[ovirt-users] oVirt selft-hosted with NFS on top gluster

Thu Sep 7 10:47:25 UTC 2017

On Thu, Sep 7, 2017 at 12:52 PM, Abi Askushi <rightkicktech at gmail.com>
wrote:

>
>
> On Thu, Sep 7, 2017 at 10:30 AM, Yaniv Kaul <ykaul at redhat.com> wrote:
>
>>
>>
>> On Thu, Sep 7, 2017 at 10:06 AM, Yaniv Kaul <ykaul at redhat.com> wrote:
>>
>>>
>>>
>>> On Wed, Sep 6, 2017 at 6:08 PM, Abi Askushi <rightkicktech at gmail.com>
>>> wrote:
>>>
>>>> For a first idea I use:
>>>>
>>>> dd if=/dev/zero of=testfile bs=1GB count=1
>>>>
>>>
>>> This is an incorrect way to test performance, for various reasons:
>>> 1. You are not using oflag=direct , thus not using DirectIO, but using
>>> cache.
>>> 2. It's unrealistic - it is very uncommon to write large blocks of zeros
>>> (sometimes during FS creation or wiping).
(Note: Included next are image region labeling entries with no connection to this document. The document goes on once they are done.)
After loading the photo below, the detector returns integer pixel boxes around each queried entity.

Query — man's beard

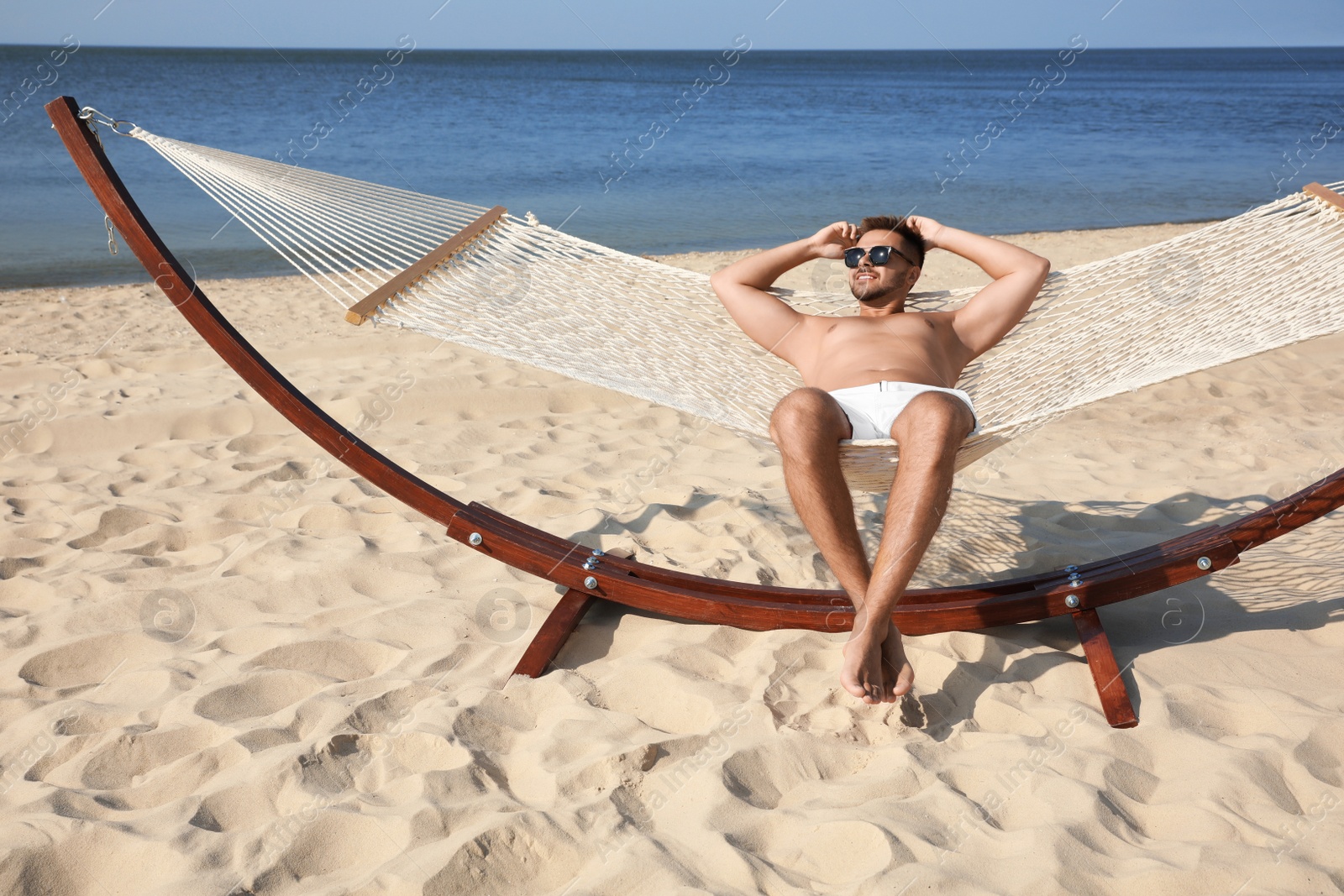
[849,280,896,302]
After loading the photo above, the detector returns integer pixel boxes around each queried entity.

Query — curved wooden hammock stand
[45,97,1344,728]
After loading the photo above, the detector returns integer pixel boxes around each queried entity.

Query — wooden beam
[513,589,596,679]
[45,97,462,525]
[345,206,508,327]
[1074,610,1138,728]
[1302,183,1344,211]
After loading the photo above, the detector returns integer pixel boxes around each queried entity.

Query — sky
[8,0,1344,50]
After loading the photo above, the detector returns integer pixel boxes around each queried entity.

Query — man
[710,215,1050,704]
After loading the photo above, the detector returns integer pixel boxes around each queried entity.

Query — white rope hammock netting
[130,128,1344,490]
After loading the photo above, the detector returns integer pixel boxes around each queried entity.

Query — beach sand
[0,226,1344,896]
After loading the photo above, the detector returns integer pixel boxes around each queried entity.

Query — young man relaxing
[710,215,1050,704]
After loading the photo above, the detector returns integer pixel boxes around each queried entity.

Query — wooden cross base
[513,589,1138,728]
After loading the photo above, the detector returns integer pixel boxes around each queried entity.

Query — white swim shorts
[831,380,979,439]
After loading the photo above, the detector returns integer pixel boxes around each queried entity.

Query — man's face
[849,230,916,305]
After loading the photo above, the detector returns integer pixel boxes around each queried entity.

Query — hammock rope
[130,128,1344,489]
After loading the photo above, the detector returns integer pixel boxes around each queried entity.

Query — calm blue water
[0,43,1344,287]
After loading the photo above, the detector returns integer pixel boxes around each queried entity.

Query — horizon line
[0,42,1344,54]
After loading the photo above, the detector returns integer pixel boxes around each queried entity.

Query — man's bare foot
[882,626,916,703]
[840,610,892,704]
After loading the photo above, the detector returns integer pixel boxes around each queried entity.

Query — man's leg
[770,388,869,609]
[840,392,974,703]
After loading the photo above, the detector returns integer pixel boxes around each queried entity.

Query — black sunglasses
[844,246,919,267]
Certainly not 1GB
>>> 3. It is a single thread of IO - again, unrealistic for VM's IO.
>>>
>>> I forgot to mention that I include oflag=direct in my tests. I agree
> though that dd is not the correct way to test, hence I mentioned I just use
> it to get a first feel. More tests are done within the VM benchmarking its
> disk IO (with tools like IOmeter).
>
> I suggest using fio and such. See https://github.com/pcuzner/fio-tools
>>> for example.
>>>
>> Do you have any recommended config file to use for VM workload?
>

Desktops and Servers VMs behave quite differently, so not really. But the
70/30 job is typically a good baseline.

>
>
>>>
>>>>
>>>> When testing on the gluster mount point using above command I hardly
>>>> get 10MB/s. (On the same time the network traffic hardly reaches 100Mbit).
>>>>
>>>> When testing our of the gluster (for example at /root) I get 600 -
>>>> 700MB/s.
>>>>
>>>
>>> That's very fast - from 4 disks doing RAID5? Impressive (unless you use
>>> caching!). Are those HDDs or SSDs/NVMe?
>>>
>>>
>> These are SAS disks. But there is also a RAID controller with 1GB cache.
>
>
>>>> When I mount the gluster volume with NFS and test on it I get 90 - 100
>>>> MB/s, (almost 10x from gluster results) which is the max I can get
>>>> considering I have only 1 Gbit network for the storage.
>>>>
>>>> Also, when using glusterfs the general VM performance is very poor and
>>>> disk write benchmarks show that is it at least 4 times slower then when the
>>>> VM is hosted on the same data store when NFS mounted.
>>>>
>>>> I don't know why I hitting such a significant performance penalty, and
>>>> every possible tweak that I was able to find out there did not make any
>>>> difference on the performance.
>>>>
>>>> The hardware I am using is pretty decent for the purposes intended:
>>>> 3 nodes, each node having with 32 MB of RAM, 16 physical CPU cores, 2
>>>> TB of storage in RAID5 (4 disks), of which 1.5 TB are sliced for the data
>>>> store of ovirt where VMs are stored.
>>>>
>>>
>> I forgot to ask why are you using RAID 5 with 4 disks and not RAID 10?
>> Same usable capacity, higher performance, same protection and faster
>> recovery, I believe.
>>
> Correction: there are 5 disks of 600GB each. The main reason going with
> RAID 5 was the capacity. With RAID 10 I can use only 4 of them and get only
> 1.1 TB usable, with RAID 5 I get 2.2 TB usable. I agree going with RAID 10
> (+ one additional drive to go with 6 drives) would be better but this is
> what I have now.
>
> Y.
>>
>>
>>> You have not mentioned your NIC speeds. Please ensure all work well,
>>> with 10g.
>>> Is the network dedicated for Gluster traffic? How are they connected?
>>>
>>>
>> I have mentioned that I have 1 Gbit dedicated for the storage. A
> different network is used for this and a dedicated 1Gbit switch. The
> throughput has been confirmed between all nodes with iperf.
>

Oh.... With 1Gb, you can't get more than 100+MBps...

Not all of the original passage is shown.